Stephen Kalland: "There are sessions that are going to focus on economic development in the southeast as a hub for these kinds of issues in clean tech. There are sessions that are going to talk a little bit more about the codes and standards issues, some of the policy and regulatory issues that have to be dealt with. There's a session dealing with commercial-scale projects... folks that are working on different financial models to help make big projects financially viable. There's a group that's going to be talking about research here at the university in solar energy, looking at some of the next generation of technologies that are going to be available. "
Kalland says it's no surprise Raleigh is the site for the conference. North Carolina holds potential for solar electricity as well as solar-powered thermal systems. There are more than 800 registered solar projects in North Carolina, mostly in the Research Triangle region.
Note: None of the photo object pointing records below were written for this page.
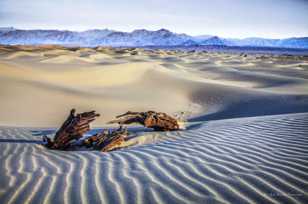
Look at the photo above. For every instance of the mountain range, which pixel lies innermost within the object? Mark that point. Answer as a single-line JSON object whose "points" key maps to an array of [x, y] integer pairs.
{"points": [[136, 38]]}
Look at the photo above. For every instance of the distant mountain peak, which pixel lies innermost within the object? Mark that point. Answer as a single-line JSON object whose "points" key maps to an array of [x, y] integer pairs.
{"points": [[136, 38]]}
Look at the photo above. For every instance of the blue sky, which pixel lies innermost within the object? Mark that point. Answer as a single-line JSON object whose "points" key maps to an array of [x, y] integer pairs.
{"points": [[226, 18]]}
That's according to the North Carolina Sustainable Energy Association's 2011 Clean Energy Data Book.
Kalland says news in the last week that the California-based solar company Solyndra has gone bankrupt shouldn't be misconstrued as an omen for the industry. He says there will always be companies that go under in a developing field.
The conference comes at a time when environmental groups are trying to secure more investments in clean energy from Duke and Progress Energy as the two utilities seek to merge. Solar industry advocates argue more investment would spur innovation and job growth.